Study after study has shown that the harsh treatment of young people locked up in our nation’s jails has not only failed to reduce recidivism but has also created angrier, more bitter, more violent juvenile offenders. Lock a 14 or 15 year old up in an adult prison with its toxic environment of noise and dirt; of abuse, intimidation and paranoia; of violence and aggression, and that kid will not leave jail with a heightened sense of responsibility towards society, ready to re-examine and change his or her behavior.
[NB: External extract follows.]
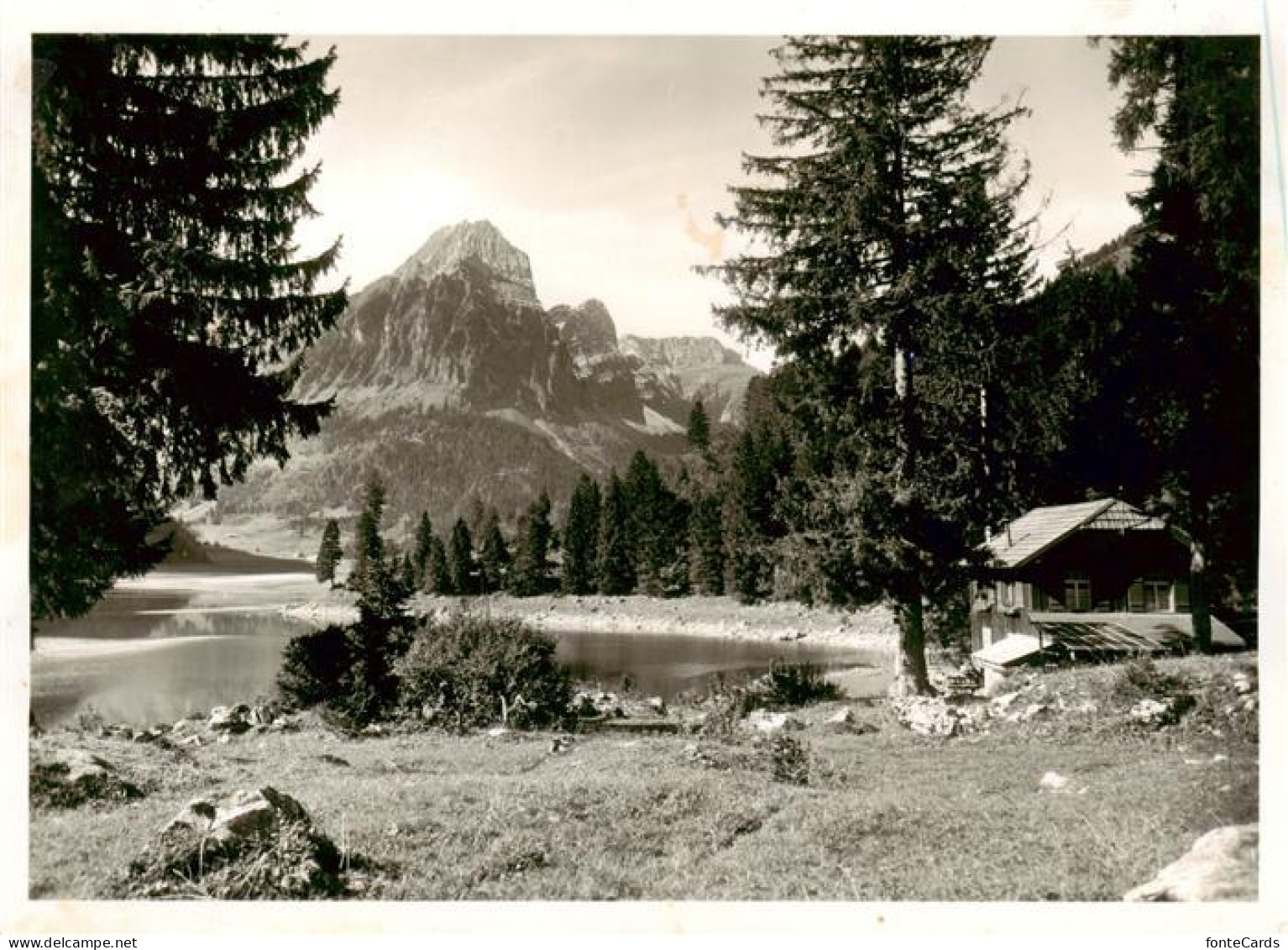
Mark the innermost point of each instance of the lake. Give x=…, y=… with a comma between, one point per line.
x=188, y=638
I know that my reasoning wouldn’t convince those who feel that any punishment for criminal actions is not harsh enough to give victims the justice they seek. But the more I think about it the more convinced I am of the wisdom—and commonsense, which wisdom often is—behind it: if we truly care about victims, if we want to shield people from the hurt of crime we must look at and change the way we bring juvenile offenders—all offenders, really—to true justice. During my tenure as a jailhouse teacher and while I was writing my book  I always thought of the kids I taught as children of disappointment, children let down time and time again by the world of adults—parents, teachers, clergy, neighbors. Prison breeds disappointment, and as I did my own ten year jail bid I watched many of my students come in as children of disappointment and leave young adults of disappointment.

That’s a transformation that no one truly wants and that protects no one.